En mai 1940, la déroute de nos armées est connue. Du fait de cette circonstance,
le général CATROUX est obligé de céder aux premières exigences de Tokyo et
d'accepter ses conditions, à savoir: la fermeture de la frontière
sino-indochinoise et son contrôle par une mission militaire japonaise. A la
suite de ces évènements, nous apprenons que le général CATROUX est remplacé par
l'amiral DECOUX. Mais il subit les mêmes pressions et le 2 août 1940, le Japon
lui demande le droit de faire passer ses troupes à travers le Tonkin et la mise
à leur disposition des aérodromes du nord du territoire indochinois. Après de
dures discussions, un accord est conclu le 30 août, qui prévoit qu'en échange de
l'acceptation de la demande japonaise, Tokyo reconnaisse et respecte les droits
de la France en Extrême-Orient. Mais je me rends vite compte de la valeur des
engagements du Japon, quand le 22 septembre 1940, malgré l'accord, l'armée
japonaise attaque nos garnisons de la province de Langson. Bien que moins
nombreuses que l'agresseur, nos troupes combattent durement mais ne peuvent
l'empêcher d'encercler Langson. La puissance française étant bafouée, le Siam
(aujourd'hui Thaïlande) fait connaître ses ambitions. Soutenu par le Japon, il
réclame une partie des rives laotiennes et cambodgiennes du Mékong puis nous
attaque le 7 janvier 1941. Mon bataillon de marche est dirigé sur la Cochinchine
et renforcé d'éléments du 11ème R.I.C. Au sein de mon unité, je participe à une
série d'escarmouches le long du fleuve sans que nous remportions de succès
décisifs. La victoire navale française du 17 janvier 1941, au cours de laquelle,
grâce notamment au croiseur "Lamotte-Picquet", la flotte française détruit la
flotte siamoise, met les Thaïs en difficulté. Cependant, la pression des
Japonais nous obligera à leur céder quelques provinces. Après la fin de ces
tragiques évènements, je retourne avec mon bataillon au Tonkin.

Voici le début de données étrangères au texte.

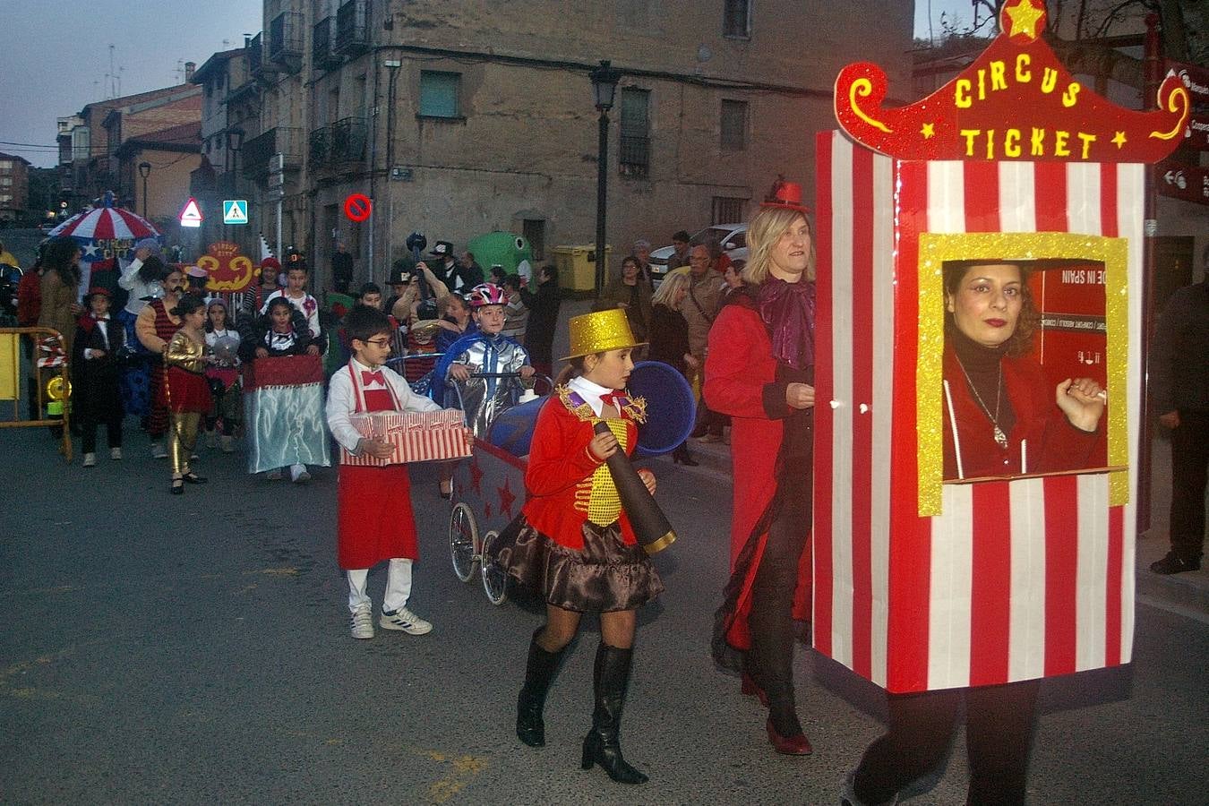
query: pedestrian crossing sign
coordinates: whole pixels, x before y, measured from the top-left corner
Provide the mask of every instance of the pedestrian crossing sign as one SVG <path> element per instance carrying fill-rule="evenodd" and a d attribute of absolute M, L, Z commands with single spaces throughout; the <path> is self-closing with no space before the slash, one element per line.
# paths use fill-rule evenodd
<path fill-rule="evenodd" d="M 248 224 L 248 202 L 245 199 L 224 201 L 222 224 Z"/>

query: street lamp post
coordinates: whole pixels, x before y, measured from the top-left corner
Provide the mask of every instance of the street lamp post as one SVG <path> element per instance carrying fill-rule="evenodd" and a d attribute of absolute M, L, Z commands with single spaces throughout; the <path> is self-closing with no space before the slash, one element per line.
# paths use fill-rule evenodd
<path fill-rule="evenodd" d="M 147 176 L 151 175 L 151 163 L 139 163 L 139 176 L 143 178 L 143 218 L 147 218 Z"/>
<path fill-rule="evenodd" d="M 608 110 L 613 108 L 613 94 L 621 80 L 621 73 L 609 66 L 607 59 L 601 59 L 589 77 L 592 81 L 592 97 L 601 116 L 597 121 L 596 144 L 596 296 L 604 289 L 604 209 L 608 199 Z"/>
<path fill-rule="evenodd" d="M 243 127 L 241 126 L 227 128 L 227 151 L 231 153 L 231 164 L 229 167 L 229 170 L 231 172 L 231 198 L 239 198 L 239 150 L 243 149 L 244 134 Z M 230 230 L 226 228 L 226 225 L 224 225 L 222 232 L 224 238 L 226 238 L 226 233 L 230 232 Z M 247 243 L 243 245 L 247 247 Z"/>

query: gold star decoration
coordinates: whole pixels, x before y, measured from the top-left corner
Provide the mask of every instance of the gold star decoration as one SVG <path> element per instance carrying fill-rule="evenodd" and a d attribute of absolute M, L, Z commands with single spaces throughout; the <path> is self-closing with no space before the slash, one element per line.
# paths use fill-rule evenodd
<path fill-rule="evenodd" d="M 1032 0 L 1020 0 L 1014 6 L 1003 8 L 1012 19 L 1010 36 L 1024 34 L 1030 40 L 1037 37 L 1037 21 L 1046 13 L 1043 8 L 1032 5 Z"/>

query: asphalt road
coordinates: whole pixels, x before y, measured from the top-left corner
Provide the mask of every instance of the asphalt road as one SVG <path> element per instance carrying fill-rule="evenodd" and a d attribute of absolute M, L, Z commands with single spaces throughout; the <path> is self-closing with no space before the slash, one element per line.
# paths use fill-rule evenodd
<path fill-rule="evenodd" d="M 640 788 L 578 769 L 588 627 L 546 707 L 548 747 L 513 735 L 539 615 L 491 605 L 449 563 L 449 505 L 413 474 L 432 634 L 348 636 L 335 471 L 308 486 L 206 452 L 168 495 L 134 430 L 127 459 L 65 465 L 39 430 L 0 430 L 0 801 L 79 804 L 834 804 L 880 732 L 878 691 L 798 654 L 815 754 L 775 755 L 758 704 L 706 651 L 727 567 L 729 489 L 663 462 L 681 533 L 641 617 L 624 723 Z M 381 599 L 383 573 L 370 578 Z M 1034 804 L 1202 804 L 1209 627 L 1141 607 L 1135 663 L 1046 684 Z M 912 802 L 964 800 L 960 743 Z"/>

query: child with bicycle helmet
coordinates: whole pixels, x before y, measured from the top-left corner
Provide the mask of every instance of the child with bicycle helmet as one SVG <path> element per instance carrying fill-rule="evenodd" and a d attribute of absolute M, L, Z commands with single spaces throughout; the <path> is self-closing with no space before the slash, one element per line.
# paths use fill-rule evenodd
<path fill-rule="evenodd" d="M 461 396 L 467 424 L 479 437 L 486 437 L 496 414 L 516 401 L 521 381 L 533 376 L 528 352 L 501 334 L 507 301 L 504 289 L 494 283 L 470 289 L 467 302 L 478 330 L 450 344 L 433 376 L 434 398 L 444 392 L 442 384 L 456 389 L 445 394 L 445 405 L 457 405 Z"/>

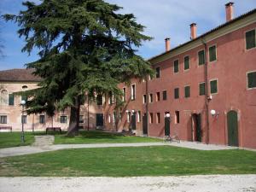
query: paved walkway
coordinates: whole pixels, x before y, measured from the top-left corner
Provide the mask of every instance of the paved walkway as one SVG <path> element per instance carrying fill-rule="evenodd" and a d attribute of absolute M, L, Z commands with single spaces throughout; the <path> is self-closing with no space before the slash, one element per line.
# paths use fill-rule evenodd
<path fill-rule="evenodd" d="M 44 141 L 42 141 L 42 139 Z M 47 151 L 55 151 L 65 148 L 117 148 L 117 147 L 145 147 L 145 146 L 177 146 L 199 150 L 224 150 L 236 148 L 228 146 L 203 144 L 191 142 L 177 143 L 97 143 L 97 144 L 58 144 L 52 145 L 54 140 L 50 137 L 36 137 L 36 142 L 32 146 L 23 146 L 15 148 L 0 148 L 0 158 L 8 156 L 16 156 L 30 154 L 37 154 Z"/>
<path fill-rule="evenodd" d="M 140 177 L 0 177 L 3 192 L 256 191 L 256 175 Z"/>

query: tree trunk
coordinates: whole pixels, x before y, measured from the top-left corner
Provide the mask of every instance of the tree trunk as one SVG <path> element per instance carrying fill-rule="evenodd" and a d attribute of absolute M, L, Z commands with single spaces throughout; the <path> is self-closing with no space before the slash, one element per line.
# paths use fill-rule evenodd
<path fill-rule="evenodd" d="M 79 133 L 79 114 L 80 114 L 80 98 L 76 97 L 75 106 L 70 107 L 70 119 L 69 126 L 67 130 L 67 136 L 75 136 Z"/>

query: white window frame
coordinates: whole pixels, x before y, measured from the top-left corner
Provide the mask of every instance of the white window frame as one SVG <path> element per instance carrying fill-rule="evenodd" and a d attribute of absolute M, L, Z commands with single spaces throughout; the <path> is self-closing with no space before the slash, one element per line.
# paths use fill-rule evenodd
<path fill-rule="evenodd" d="M 211 47 L 214 47 L 214 46 L 216 47 L 216 60 L 210 61 L 210 48 Z M 213 63 L 213 62 L 216 62 L 218 61 L 217 44 L 212 44 L 212 45 L 210 45 L 208 47 L 208 54 L 207 55 L 208 55 L 208 61 L 209 61 L 209 63 Z"/>
<path fill-rule="evenodd" d="M 250 51 L 250 50 L 256 49 L 256 46 L 253 48 L 248 49 L 247 49 L 247 32 L 253 31 L 253 30 L 255 31 L 255 41 L 256 41 L 256 28 L 252 28 L 252 29 L 249 29 L 249 30 L 244 32 L 244 49 L 245 49 L 245 51 Z"/>
<path fill-rule="evenodd" d="M 212 90 L 212 89 L 211 89 L 211 82 L 212 81 L 215 81 L 215 80 L 217 80 L 217 93 L 212 93 L 211 92 L 211 90 Z M 216 94 L 218 94 L 218 79 L 210 79 L 209 80 L 209 88 L 210 88 L 210 95 L 216 95 Z"/>
<path fill-rule="evenodd" d="M 252 88 L 248 87 L 248 85 L 249 85 L 248 84 L 248 73 L 256 73 L 256 70 L 247 72 L 247 90 L 255 90 L 256 89 L 256 87 L 252 87 Z"/>

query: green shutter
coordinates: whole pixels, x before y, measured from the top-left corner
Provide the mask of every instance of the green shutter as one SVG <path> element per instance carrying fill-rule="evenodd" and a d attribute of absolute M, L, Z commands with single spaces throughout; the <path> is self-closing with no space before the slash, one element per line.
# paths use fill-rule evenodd
<path fill-rule="evenodd" d="M 160 78 L 160 67 L 156 67 L 155 71 L 156 71 L 155 78 Z"/>
<path fill-rule="evenodd" d="M 163 100 L 167 100 L 167 91 L 166 90 L 163 91 Z"/>
<path fill-rule="evenodd" d="M 178 60 L 174 61 L 174 73 L 178 73 Z"/>
<path fill-rule="evenodd" d="M 178 88 L 174 89 L 174 98 L 177 99 L 179 97 Z"/>
<path fill-rule="evenodd" d="M 199 84 L 199 96 L 206 95 L 206 83 Z"/>
<path fill-rule="evenodd" d="M 247 73 L 248 88 L 256 87 L 256 72 Z"/>
<path fill-rule="evenodd" d="M 216 61 L 217 56 L 216 56 L 216 46 L 215 45 L 209 48 L 209 55 L 210 55 L 210 62 Z"/>
<path fill-rule="evenodd" d="M 15 105 L 15 95 L 9 94 L 9 105 Z"/>
<path fill-rule="evenodd" d="M 205 50 L 201 50 L 198 52 L 198 65 L 205 64 Z"/>
<path fill-rule="evenodd" d="M 190 86 L 185 86 L 185 97 L 190 96 Z"/>
<path fill-rule="evenodd" d="M 26 101 L 27 101 L 27 96 L 25 96 L 25 95 L 22 95 L 22 96 L 21 96 L 21 101 L 22 101 L 22 100 L 24 100 L 24 101 L 26 102 Z"/>
<path fill-rule="evenodd" d="M 217 80 L 211 81 L 210 86 L 211 86 L 211 94 L 218 93 Z"/>
<path fill-rule="evenodd" d="M 187 70 L 189 68 L 189 56 L 184 57 L 184 70 Z"/>
<path fill-rule="evenodd" d="M 254 29 L 246 32 L 246 42 L 247 42 L 247 49 L 254 48 L 256 46 Z"/>

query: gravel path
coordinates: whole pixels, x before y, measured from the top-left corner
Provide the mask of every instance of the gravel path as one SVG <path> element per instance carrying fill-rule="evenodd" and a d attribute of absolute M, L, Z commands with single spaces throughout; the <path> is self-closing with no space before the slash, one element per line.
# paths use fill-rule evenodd
<path fill-rule="evenodd" d="M 228 146 L 203 144 L 191 142 L 177 143 L 97 143 L 97 144 L 59 144 L 59 145 L 33 145 L 16 148 L 0 148 L 0 158 L 8 156 L 16 156 L 30 154 L 37 154 L 47 151 L 55 151 L 65 148 L 116 148 L 116 147 L 145 147 L 145 146 L 177 146 L 189 148 L 199 150 L 224 150 L 236 148 Z"/>
<path fill-rule="evenodd" d="M 0 177 L 1 192 L 256 191 L 256 175 L 142 177 Z"/>

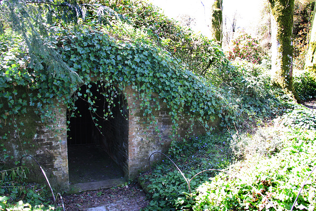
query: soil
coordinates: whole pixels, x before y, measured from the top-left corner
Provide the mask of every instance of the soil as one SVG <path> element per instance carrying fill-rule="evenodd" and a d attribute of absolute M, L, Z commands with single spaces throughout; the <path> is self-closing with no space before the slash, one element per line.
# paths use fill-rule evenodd
<path fill-rule="evenodd" d="M 122 171 L 100 147 L 68 147 L 71 184 L 104 181 L 123 176 Z M 86 211 L 101 206 L 105 206 L 109 211 L 138 211 L 146 207 L 150 201 L 137 182 L 124 187 L 66 194 L 63 200 L 67 211 Z"/>
<path fill-rule="evenodd" d="M 146 194 L 137 183 L 68 195 L 63 199 L 67 211 L 85 211 L 104 206 L 109 211 L 138 211 L 149 204 Z"/>

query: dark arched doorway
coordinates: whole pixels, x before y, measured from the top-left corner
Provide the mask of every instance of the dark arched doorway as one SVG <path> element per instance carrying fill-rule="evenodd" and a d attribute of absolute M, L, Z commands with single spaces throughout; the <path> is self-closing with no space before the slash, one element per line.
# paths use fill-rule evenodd
<path fill-rule="evenodd" d="M 99 82 L 83 85 L 73 95 L 75 109 L 67 114 L 71 183 L 127 175 L 127 103 L 119 90 L 105 84 Z"/>

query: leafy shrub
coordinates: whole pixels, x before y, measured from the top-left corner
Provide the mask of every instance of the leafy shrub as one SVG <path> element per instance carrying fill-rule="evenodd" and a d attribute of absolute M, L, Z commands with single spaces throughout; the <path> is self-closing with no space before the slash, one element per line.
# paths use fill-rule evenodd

En juillet 1941, à la suite d'un accord précédé par leurs habituelles pressions,
les Japonais stationnent dans toute l'Indochine mais y reconnaissent l'autorité
de la France. Toutefois, on sent bien que de 1942 à 1945, nombreux sont les
Français qui organisent la résistance: renseignements aux Alliés, renforcement
des défenses, filières d'évasion. Comme tous mes compatriotes, j'observe que les
Japonais travaillent à détruire le prestige de l'homme blanc et permettent au
parti révolutionnaire indochinois de faire de la propagande auprès des
populations.
En 1944, je suis muté au groupement du 2ème T.M. à Cao-bang et affecté comme
sous-officier adjoint au lieutenant GOUPIL, commandant le poste de Dong-Khe
situé sur la R.C. 4. Mes principales occupations sont l'entretien du camp et les
patrouilles de maintien de l'ordre contre les pirates chinois.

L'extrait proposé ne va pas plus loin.